Innovation in business is key to ensuring the profitability and survivability of any commercial venture.
Coffin-makers in Accra and Kumasi cities in Ghana have embraced creativity to attract new markets.
The caskets, which sell for as much as $1, 000 (Ksh100, 000) are made in the shape of chilli pepper, Mercedes Benz, houses, aeroplanes, among other designs.
The coffin shops are named after Seth Kane Kwei, who a section of Ghanaians say founded fantasy caskets in the country.
With Ghana being one of the world’s largest cocoa producers, families in rural areas, who earn an average of $3 (Ksh300) a day, collect and save their hard-earned money to bury the deceased in custom-made cocoa pods, the “BBC” reports.
The coffin designs reflect the occupation, passion or status of the deceased.
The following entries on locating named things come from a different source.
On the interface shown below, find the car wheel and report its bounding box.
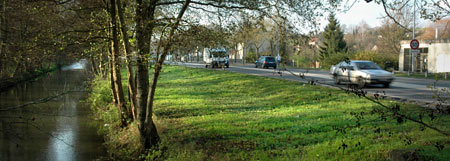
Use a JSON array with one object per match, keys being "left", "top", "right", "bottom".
[
  {"left": 333, "top": 75, "right": 341, "bottom": 84},
  {"left": 358, "top": 77, "right": 366, "bottom": 88}
]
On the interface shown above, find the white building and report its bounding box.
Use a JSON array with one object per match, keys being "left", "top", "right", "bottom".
[{"left": 398, "top": 39, "right": 450, "bottom": 73}]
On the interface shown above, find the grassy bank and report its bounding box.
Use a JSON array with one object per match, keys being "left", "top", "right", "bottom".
[{"left": 91, "top": 66, "right": 450, "bottom": 160}]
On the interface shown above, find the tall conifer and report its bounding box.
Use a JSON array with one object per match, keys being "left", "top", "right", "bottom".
[{"left": 319, "top": 13, "right": 347, "bottom": 60}]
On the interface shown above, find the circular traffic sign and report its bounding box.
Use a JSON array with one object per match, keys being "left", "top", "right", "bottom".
[{"left": 409, "top": 39, "right": 419, "bottom": 50}]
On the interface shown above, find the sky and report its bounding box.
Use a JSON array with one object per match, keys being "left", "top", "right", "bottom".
[{"left": 336, "top": 1, "right": 386, "bottom": 27}]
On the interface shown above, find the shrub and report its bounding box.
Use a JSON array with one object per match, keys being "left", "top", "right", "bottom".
[
  {"left": 322, "top": 52, "right": 352, "bottom": 69},
  {"left": 244, "top": 51, "right": 258, "bottom": 63}
]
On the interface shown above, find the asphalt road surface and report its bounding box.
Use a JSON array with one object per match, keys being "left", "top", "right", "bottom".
[{"left": 173, "top": 63, "right": 450, "bottom": 105}]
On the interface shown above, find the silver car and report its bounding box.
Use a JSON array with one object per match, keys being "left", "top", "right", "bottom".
[{"left": 330, "top": 60, "right": 394, "bottom": 88}]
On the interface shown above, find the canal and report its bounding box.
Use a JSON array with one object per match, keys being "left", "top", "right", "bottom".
[{"left": 0, "top": 61, "right": 106, "bottom": 161}]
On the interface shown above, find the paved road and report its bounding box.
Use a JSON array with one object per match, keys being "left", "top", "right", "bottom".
[{"left": 174, "top": 63, "right": 450, "bottom": 105}]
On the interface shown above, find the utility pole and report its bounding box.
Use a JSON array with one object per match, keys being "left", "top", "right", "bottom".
[{"left": 408, "top": 0, "right": 416, "bottom": 76}]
Eric Adjetey, who is one of the coffin shop managers; and has been in business for over 50 years, reveals that the chilli pepper carries a symbolic meaning that goes well beyond the life of a farmer.
According to Mr Adjetey, the red colour and spiciness represents the personality of that person.
“He was hot and temperamental, a person you don’t want to mess around with,” Mr Adjetey told the “BBC”.
Coffins in the style of a Mercedes Benz are popular, say the “BBC”.
“This is one of the most commonly used coffins. It represents the person’s high social status,” coffin maker Steve Ansah said.
Though they are called “art fantasy coffins” by non-citizens, most Ghanaians know the caskets as “Abeduu Adekai”, which means “proverb boxes” due to the symbolic meaning behind each design.
Aeroplanes are also among the popular designs. This one is for a child. It symbolizes his successful journey to the afterlife.
Sometimes community members chip in to help with the costs of making a coffin.
A coffin designed to resemble a house is for a landlord, who was widely appreciated by his community for building and renting out his homes.
“Generally, it’s the responsibility of loved ones and family members to buy the coffin for the deceased. But they also have to pay for the ceremony, including buying food and drink, and clothing for the deceased.”
“The ceremony happens from Thursday to Monday. On Thursday the family gets the coffin; on Friday the body is brought from the mortuary; on Saturday the funeral takes places, while on Sunday people go to church. On Monday family members count the money that was invested and donated,” Mr Adjetey says.
In recent years, other carpenters have started making custom-made coffins to meet the booming local demand.
Customers in more than 20 countries have bought these coffins over the last decades.
Local carpenters often use simple handmade tools to sand the wood and carve the wood into a coffin shape.